A rocket rises vertically, from rest with an acceleration of 3.2 m/s until it runs out of fuel at an altitude of 1200 m. After this point, its acceleration is that of gravity, downward. (a) what is the velocity when it runs out of fuel.(b) How long does it take to reach this point. (c) what maximum altitude does the rocket reach.(d) how much time does it take to reach maximum altitude. (e) With what velocity does it reach the earth. How long (total) is it in the air

Thank You for you help

 

[Fuego]

this is my first post on this forum, so hello everyone

i take it you mean that the acceleration is constant until the fuel is burnt out.

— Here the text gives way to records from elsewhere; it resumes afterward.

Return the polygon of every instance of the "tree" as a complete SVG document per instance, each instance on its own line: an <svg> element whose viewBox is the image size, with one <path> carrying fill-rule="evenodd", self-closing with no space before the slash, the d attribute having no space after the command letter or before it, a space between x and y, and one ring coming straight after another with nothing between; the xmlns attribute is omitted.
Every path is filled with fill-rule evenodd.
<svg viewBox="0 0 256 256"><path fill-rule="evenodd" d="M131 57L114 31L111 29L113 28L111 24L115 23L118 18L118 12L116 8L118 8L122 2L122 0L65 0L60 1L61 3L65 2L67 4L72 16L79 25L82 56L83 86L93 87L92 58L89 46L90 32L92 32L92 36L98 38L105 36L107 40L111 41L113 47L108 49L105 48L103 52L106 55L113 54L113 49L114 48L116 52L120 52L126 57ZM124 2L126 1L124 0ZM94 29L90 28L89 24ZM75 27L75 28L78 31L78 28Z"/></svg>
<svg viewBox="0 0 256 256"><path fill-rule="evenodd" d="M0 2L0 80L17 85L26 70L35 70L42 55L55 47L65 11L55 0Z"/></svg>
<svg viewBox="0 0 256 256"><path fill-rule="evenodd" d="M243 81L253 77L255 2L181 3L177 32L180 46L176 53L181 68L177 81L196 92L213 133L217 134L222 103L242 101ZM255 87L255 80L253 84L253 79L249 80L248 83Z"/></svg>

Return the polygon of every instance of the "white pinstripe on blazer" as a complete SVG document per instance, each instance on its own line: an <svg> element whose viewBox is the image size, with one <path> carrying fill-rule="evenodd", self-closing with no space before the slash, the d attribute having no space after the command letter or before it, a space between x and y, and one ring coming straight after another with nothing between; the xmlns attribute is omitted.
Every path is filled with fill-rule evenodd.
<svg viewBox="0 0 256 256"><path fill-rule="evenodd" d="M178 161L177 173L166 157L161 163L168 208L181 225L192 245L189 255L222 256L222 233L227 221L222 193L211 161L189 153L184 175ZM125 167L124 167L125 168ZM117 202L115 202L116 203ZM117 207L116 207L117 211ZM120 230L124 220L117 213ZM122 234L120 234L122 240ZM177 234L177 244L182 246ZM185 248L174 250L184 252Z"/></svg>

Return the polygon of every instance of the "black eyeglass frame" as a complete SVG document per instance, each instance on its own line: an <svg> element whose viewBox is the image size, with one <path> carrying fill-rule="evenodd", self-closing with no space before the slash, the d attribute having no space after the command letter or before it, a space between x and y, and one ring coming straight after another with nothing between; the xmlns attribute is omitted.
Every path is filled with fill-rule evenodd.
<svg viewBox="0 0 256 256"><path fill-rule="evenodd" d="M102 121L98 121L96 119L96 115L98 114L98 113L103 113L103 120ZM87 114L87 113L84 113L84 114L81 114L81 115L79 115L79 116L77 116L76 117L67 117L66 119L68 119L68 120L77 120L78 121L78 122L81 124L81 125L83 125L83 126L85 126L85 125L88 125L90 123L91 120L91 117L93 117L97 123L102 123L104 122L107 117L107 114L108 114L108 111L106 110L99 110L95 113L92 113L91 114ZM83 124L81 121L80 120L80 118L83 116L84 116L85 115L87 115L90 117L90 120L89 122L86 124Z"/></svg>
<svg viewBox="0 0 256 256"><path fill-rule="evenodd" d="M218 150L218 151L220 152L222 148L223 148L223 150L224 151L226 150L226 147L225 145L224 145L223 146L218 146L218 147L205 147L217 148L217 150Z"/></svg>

assuming accleration is constant, we know that up to the point of fuel burn out:

initial velocity u = 0m/s
acceleration a = 3.2m/s
displacement d = 1200m

start by answering part (b):

since acceleration is constant we can apply the equation:

d = ut + 1/2at^2

where t = time taken to reach 1200m. substitute the above values into give an equation in t:

1200 = 0t + 1/2(3.2)t^2
1200 = 1.6t^2

rearange to get t:

t = √1200/1.6)
t = √750
t ≈ 27.386s

now do part (a):

a is constant so we can use:

v = u + at

where v is the velocity at 1200m. substitute in above values:

v = 0 + 3.2√750
v ≈ 87.636m/s

part (c)

consider the flight of the rocket after it runs out of fuel. we know:

acceleration a ≈ -9.8m/s/s
initial velocity u = 3.2√750m/s
velocity at maximum altitude v= 0m/s

constant acceleration (assuming no air resistance) so use:

v^2 = u^2 + 2ad

where d is the displacement of the rocket after it runs out of fuel. substitute in values and solve for d:

0^2 = (3.2√750)^2 + 2(-9.8)d
d = (0 - (3.2√750)^2)/2(-9.8)
d = (-(3.2√750)^2)/-19.6
d = (-10.24(750))/-19.6
d ≈ 391.837m

add this displacement to the altitude of the rocket when its fuel ran out:

maximum altitude = 1200 + 391.837 = 1591.837m

part (d)

consider the flight of the rocket after it runs out of fuel. we know:

a ≈ -9.8m/s/s
u = 3.2√750m/s
v = 0m/s

use equation:

v = u + at

0 = 3.2√750 + (-9.8)t
t = (-3.2√750)/-9.8
t ≈ 8.942s

add this to the time taken to run out of fuel:

time taken to reach max altitude = 27.386 + 8.492 = 36.382s

part (e)

u = 0m/s
a ≈ 9.8m/s/s
d = 1591.837m
v = velocity at 0 altitude.

v^2 = u^2 + 2ad
v = √(u^2 + 2ad)
v = √31200.005
v ≈ 176.635m/s

total time in the air = 36.382 + 176.635/9.8 ≈ 54.406s

all of these calculations assume constant acceleration and zero air resistance.